> There are problems that exist in distributed system environments that do not exist in single-machine environments. Partial failure, concurrency, and latency are three problems that make distributed computing fundamentally different from local computing.
IMO this can frame our thinking too much. Concurrency and latency are problems in single systems as well. It would be great to have single systems that handle partial failure, can be updated incrementally, etc. Thinking of 'distributed computing' as a different domain than single system computing is not a useful long term approach. In the end very few systems are 'single machine' systems, if at all - machines are all connected to each other and participate in other, larger, systems.
> IMO this can frame our thinking too much. Concurrency and latency are problems in single systems as well.
Right, but every step away from the CPU die you magnify the latency and failure problems by orders of magnitude. Memory is many orders of magnitude higher latency and more susceptible to random bit flips than CPU registers. Another thread's memory is orders of magnitude more expensive still due to cache sync protocols, and more prone to failure necessitating retries due to contention. Another server's data yet more orders of magnitude.
At some levels you can ignore latency and failures as practically non-existent, and as you say, in concurrency you can't ignore them but failures are this level are transient. Failures in distributed systems typically persist because the higher latency make retries much more costly, so we look for other shortcuts that typically aren't as effective as solutions employed in concurrency.
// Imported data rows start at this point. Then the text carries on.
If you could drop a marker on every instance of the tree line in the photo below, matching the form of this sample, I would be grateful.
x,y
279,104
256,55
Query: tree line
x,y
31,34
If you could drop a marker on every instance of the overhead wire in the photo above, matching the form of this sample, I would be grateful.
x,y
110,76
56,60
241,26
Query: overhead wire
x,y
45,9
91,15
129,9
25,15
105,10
Some classes of problems are masked on a single system. For instance, failure of the networking card doesn't preclude the processes from talking to each other. A process that's running on a system that has hung can't make any forward progress so it doesn't care if another process it's talking to is in the same state.
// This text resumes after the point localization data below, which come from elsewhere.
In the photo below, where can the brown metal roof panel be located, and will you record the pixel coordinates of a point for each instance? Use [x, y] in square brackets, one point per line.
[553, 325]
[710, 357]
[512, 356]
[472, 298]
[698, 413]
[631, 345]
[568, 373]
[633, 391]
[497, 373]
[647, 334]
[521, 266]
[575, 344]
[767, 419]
Our desktop computers look more and more like clusters in their own right (how many SoCs are inside of your computer right now?). There's a lot of talk lately about having high performance and low power CPUs in the same machine working in tandem.
I figure at some point we will start formally treating desktops and laptops like small clusters, at which point these distinctions might start to disappear.
> Some classes of problems are masked on a single system.
Yes but you can also have IPC failure, syscall hang, single thread hang etc. Instead of treating these as special cases, these could be handled by generic patterns that apply to 'distributed computing', if the system was designed similarly.
This looks like a reasonably complete survey. However, one important topic is missing. That is the strong consistency algorithms used by databases like Spanner and FaunaDB.
I don’t see anything in there even about basic building blocks like RAFT. Maybe I’m missing it, or maybe there’s room for someone to write another chapter.
... looks awesome, and something that seems only possible with dynamic code... or at least code that can introspect it's own AST.
EDIT: the cool part about it, I think, is that you don't have to shoehorn your algorithm into any particular model like map reduce or something else. You just write idiomatic Python code and... magic
I am a bit torn with this, because while I love people reading and then writing up things, there are so many changes I think they should make but I don't want to just barge in and make pull requests.
E.g., they largely miss DryadLINQ (disclosure: not an author, but worked with them), which I would rate as the second most important paper after MapReduce in the "batch compute" space. It shows up only as what you should use to write Dryad programs, because Dryad's programming model "is less elegant than MapReduce"; harsh.
The streaming section (disclosure: Naiad co-author) dances around and then suggests that Google Dataflow is somehow a unification of previous work, which is .. well, you can read the Google Dataflow paper
http://www.vldb.org/pvldb/vol8/p1792-Akidau.pdf
and do a search for "Naiad"; it's not even on their radar.
It feels a bit like the critiques are perhaps too-credulous readings of the related work sections of other papers.
I'm not sure a great way to get to a consensus understanding of the position of the works in the historical record, or whether it is even possible with sensitive authors (hi), but it would be cool to have. Any recommendations would be great.
Well-researched and comprehensive. The survey of distributed languages includes not just Erlang and Akka, but also E and Cloud Haskell. The overview of CAP is deep and rigorous while not wasting words. This will be a great book once it's finished.
This should mention Microsoft Research's Concurrent Revisions [1]. I think it's by far the easiest abstraction to grasp for ordinary programmers, particularly if you've ever used version control. In that case, you already know how they work! Revisions scale from incremental, parallel and concurrent programming all the way up to distributed computation. Very neat work.
IMO this can frame our thinking too much. Concurrency and latency are problems in single systems as well. It would be great to have single systems that handle partial failure, can be updated incrementally, etc. Thinking of 'distributed computing' as a different domain than single system computing is not a useful long term approach. In the end very few systems are 'single machine' systems, if at all - machines are all connected to each other and participate in other, larger, systems.